Aufgrund dessen die Diät anfangen halte ich für ein schlechtes Zeichen. Vielleicht zu viel Stress? Irgendwas an der Verdauung kaputt? Hormone? etc?

Naja 500Kcal sind ja ca 3500kcal die Woche, was ja ungefähr ein halbes Kilo Körperfett entspricht. Von der Abnahme her könnte das schon passen, da du nicht nur Fett verlierst. Du verlierst auch Wasser, Glykogenspeicher leeren sich etc. pp. Ich halte tägliches Wiegen auch nicht zielführend. Körpergewicht hat soooooo viele Faktoren.

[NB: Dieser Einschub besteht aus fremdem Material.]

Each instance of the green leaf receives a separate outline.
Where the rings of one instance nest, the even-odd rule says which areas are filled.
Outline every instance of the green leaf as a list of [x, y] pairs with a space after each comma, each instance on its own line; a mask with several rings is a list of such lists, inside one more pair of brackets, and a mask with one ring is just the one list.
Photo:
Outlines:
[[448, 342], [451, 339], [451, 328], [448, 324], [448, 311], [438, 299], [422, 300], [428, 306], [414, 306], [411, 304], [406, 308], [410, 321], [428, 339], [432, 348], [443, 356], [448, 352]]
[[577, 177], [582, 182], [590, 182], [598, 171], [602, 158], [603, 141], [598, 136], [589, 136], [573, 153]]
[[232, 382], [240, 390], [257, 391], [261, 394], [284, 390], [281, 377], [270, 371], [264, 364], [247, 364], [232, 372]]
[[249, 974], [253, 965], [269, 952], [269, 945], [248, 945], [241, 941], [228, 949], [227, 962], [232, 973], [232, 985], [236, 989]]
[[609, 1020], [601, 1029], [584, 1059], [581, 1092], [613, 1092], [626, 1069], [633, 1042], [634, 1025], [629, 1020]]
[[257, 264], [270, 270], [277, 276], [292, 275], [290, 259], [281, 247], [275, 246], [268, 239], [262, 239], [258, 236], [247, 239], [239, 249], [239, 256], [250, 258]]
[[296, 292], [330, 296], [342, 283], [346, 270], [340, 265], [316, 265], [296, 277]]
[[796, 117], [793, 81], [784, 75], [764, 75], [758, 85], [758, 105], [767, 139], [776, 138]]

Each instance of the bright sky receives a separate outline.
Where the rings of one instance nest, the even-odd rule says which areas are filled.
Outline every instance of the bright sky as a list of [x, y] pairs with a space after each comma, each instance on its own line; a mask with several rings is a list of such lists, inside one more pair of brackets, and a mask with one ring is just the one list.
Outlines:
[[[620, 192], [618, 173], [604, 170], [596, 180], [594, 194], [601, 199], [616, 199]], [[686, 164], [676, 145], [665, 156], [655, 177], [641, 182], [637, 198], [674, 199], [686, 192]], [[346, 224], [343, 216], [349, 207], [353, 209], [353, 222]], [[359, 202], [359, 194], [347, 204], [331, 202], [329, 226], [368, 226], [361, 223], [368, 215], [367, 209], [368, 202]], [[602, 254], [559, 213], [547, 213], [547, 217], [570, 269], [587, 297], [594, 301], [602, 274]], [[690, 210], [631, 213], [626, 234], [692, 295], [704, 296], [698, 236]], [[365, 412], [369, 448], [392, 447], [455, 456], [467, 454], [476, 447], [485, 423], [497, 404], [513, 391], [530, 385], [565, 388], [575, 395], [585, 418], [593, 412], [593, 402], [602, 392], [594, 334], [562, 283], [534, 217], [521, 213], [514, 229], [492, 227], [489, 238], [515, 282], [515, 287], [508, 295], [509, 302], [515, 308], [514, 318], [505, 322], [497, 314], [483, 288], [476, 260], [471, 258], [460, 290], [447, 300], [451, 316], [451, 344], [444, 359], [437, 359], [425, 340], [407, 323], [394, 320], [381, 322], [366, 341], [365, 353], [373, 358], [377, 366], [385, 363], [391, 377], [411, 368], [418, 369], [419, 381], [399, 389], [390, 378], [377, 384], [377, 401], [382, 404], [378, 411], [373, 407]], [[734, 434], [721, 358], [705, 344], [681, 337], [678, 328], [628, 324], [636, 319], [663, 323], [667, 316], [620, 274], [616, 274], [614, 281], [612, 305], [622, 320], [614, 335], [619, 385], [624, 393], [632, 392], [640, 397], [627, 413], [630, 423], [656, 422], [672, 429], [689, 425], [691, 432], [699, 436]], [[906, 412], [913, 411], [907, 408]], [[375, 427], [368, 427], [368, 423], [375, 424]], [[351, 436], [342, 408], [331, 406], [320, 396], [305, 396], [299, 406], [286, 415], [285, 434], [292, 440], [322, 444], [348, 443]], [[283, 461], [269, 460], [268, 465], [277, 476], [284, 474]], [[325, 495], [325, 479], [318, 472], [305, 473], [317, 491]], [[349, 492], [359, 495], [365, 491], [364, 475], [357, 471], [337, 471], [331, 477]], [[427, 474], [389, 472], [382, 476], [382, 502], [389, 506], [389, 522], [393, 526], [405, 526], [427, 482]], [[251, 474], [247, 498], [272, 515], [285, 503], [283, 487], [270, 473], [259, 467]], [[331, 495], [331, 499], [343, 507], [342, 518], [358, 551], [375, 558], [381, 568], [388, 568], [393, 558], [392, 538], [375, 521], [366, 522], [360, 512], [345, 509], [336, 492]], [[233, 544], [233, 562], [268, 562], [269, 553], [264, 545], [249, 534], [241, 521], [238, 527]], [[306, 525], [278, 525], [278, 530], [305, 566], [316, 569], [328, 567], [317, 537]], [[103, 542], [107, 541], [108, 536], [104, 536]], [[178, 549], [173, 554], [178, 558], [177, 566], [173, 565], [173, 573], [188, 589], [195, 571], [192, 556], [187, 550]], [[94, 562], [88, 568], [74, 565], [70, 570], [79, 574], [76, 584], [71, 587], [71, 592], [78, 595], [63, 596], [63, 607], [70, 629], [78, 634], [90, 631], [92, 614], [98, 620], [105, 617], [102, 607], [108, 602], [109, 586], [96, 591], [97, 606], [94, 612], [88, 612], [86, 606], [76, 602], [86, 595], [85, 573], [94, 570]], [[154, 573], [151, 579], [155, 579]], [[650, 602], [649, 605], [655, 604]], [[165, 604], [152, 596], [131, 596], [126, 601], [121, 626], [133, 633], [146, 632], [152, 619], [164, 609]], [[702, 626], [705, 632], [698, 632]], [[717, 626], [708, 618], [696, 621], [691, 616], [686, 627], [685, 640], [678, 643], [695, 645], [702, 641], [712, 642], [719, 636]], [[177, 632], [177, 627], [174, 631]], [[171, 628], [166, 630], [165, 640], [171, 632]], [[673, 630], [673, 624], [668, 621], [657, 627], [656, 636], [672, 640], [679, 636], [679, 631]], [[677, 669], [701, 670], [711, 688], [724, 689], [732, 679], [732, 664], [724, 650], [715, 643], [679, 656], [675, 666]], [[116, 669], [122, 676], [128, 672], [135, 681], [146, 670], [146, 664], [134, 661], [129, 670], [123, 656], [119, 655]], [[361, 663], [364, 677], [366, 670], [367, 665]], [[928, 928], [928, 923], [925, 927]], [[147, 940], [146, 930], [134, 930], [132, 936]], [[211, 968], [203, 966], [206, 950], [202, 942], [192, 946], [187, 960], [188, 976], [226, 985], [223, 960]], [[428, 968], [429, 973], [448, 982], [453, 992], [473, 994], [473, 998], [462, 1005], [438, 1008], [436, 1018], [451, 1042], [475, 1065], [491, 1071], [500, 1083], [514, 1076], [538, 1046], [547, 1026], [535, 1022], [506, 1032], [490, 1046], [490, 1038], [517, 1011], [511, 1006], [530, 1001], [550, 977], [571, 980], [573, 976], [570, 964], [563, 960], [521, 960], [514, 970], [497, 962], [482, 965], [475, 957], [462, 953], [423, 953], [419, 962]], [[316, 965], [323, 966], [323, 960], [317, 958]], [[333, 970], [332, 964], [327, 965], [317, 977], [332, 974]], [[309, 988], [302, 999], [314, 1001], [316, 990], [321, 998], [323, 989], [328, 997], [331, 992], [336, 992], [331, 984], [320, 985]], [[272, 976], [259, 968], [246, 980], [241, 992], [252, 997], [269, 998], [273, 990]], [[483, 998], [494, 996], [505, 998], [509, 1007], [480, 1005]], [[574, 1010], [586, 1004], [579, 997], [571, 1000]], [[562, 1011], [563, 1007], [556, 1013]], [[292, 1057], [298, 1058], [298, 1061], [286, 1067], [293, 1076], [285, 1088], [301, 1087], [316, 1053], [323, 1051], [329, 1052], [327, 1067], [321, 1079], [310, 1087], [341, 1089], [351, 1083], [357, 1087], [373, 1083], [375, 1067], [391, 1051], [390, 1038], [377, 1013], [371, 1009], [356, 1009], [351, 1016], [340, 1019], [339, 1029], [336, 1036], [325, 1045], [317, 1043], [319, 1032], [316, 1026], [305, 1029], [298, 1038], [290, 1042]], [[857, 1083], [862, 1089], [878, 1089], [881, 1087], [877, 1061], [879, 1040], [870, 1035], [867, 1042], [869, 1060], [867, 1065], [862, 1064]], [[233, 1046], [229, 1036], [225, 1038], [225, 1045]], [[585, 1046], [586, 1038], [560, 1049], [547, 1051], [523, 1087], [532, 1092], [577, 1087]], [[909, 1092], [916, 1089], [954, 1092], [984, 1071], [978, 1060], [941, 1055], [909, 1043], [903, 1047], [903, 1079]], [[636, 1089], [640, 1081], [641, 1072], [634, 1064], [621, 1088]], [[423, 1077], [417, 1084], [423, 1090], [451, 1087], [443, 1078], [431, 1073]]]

Kraftverlust sollte nicht passieren? Das hab ich noch nie gehört. In einer Diät ist es vollkommen normal Kraft zu verlieren.
Weniger Energie = Weniger Leistung. Mit nem halben Tank fährste auch weniger als mit nem vollen.

Die Frage ist jetzt wie viel Kraft verlierst du denn? Zu Extrem sollte es auch nicht ausfallen?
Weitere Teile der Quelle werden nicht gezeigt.